Aşk tesadüfleri sevmiyor: Ruh sağlığı partner seçimini etkiliyor
Bilim insanları, çiftlerin ruh sağlığı profillerinde dikkat çekici benzerlikler bulunduğunu belirtiyor. Bulgular, aşkı tek başına ruh sağlığının belirlemediğini ancak seçimlerimiz üzerinde önemli bir yere sahip olduğunu gösteriyor.
Aşkı tek bir nedene indirgemek mümkün değil...
Aşkın nasıl şekillendiği, kime aşık olduğumuzun hangi etkenlere bağlı olduğu yüzyıllardır merak ediliyor.
Genetik faktörlerden kişilik özelliklerine, sosyal çevreden kültürel normlara kadar pek çok unsur bu süreçte etkili oluyor.
ÇİFTLER RUH SAĞLIĞI AÇISINDAN BİRBİRİNE BENZİYOR
Son yıllarda yapılan geniş ölçekli çalışmalar ise ilgi çekici bir ayrıntıya işaret ediyor: Çiftler, ruh sağlığı açısından da birbirine benziyor.
Depresyon, anksiyete ya da bipolar bozukluk gibi tanılar eşler arasında beklenenden daha sık görülüyor.
Bu bulgu, partner seçiminde ruhsal durumun göz ardı edilemeyecek bir etken olduğunu ortaya koyuyor.

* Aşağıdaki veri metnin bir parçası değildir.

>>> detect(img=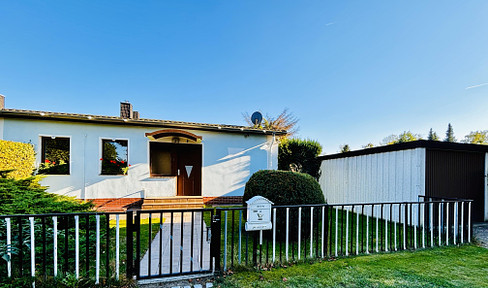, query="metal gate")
[127,209,215,279]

EŞLER ARASINDA PSİKİYATRİK BAĞLANTI BULUNUYOR
Yapılan araştırmalar, eşler arasında psikiyatrik bozukluklarda bağlantı bulunduğunu gösteriyor.
Depresyon, anksiyete, obsesif kompulsif bozukluk ve bipolar bozukluk gibi durumların çiftlerde rastgele dağılımdan daha sık birlikte görüldüğü saptanıyor.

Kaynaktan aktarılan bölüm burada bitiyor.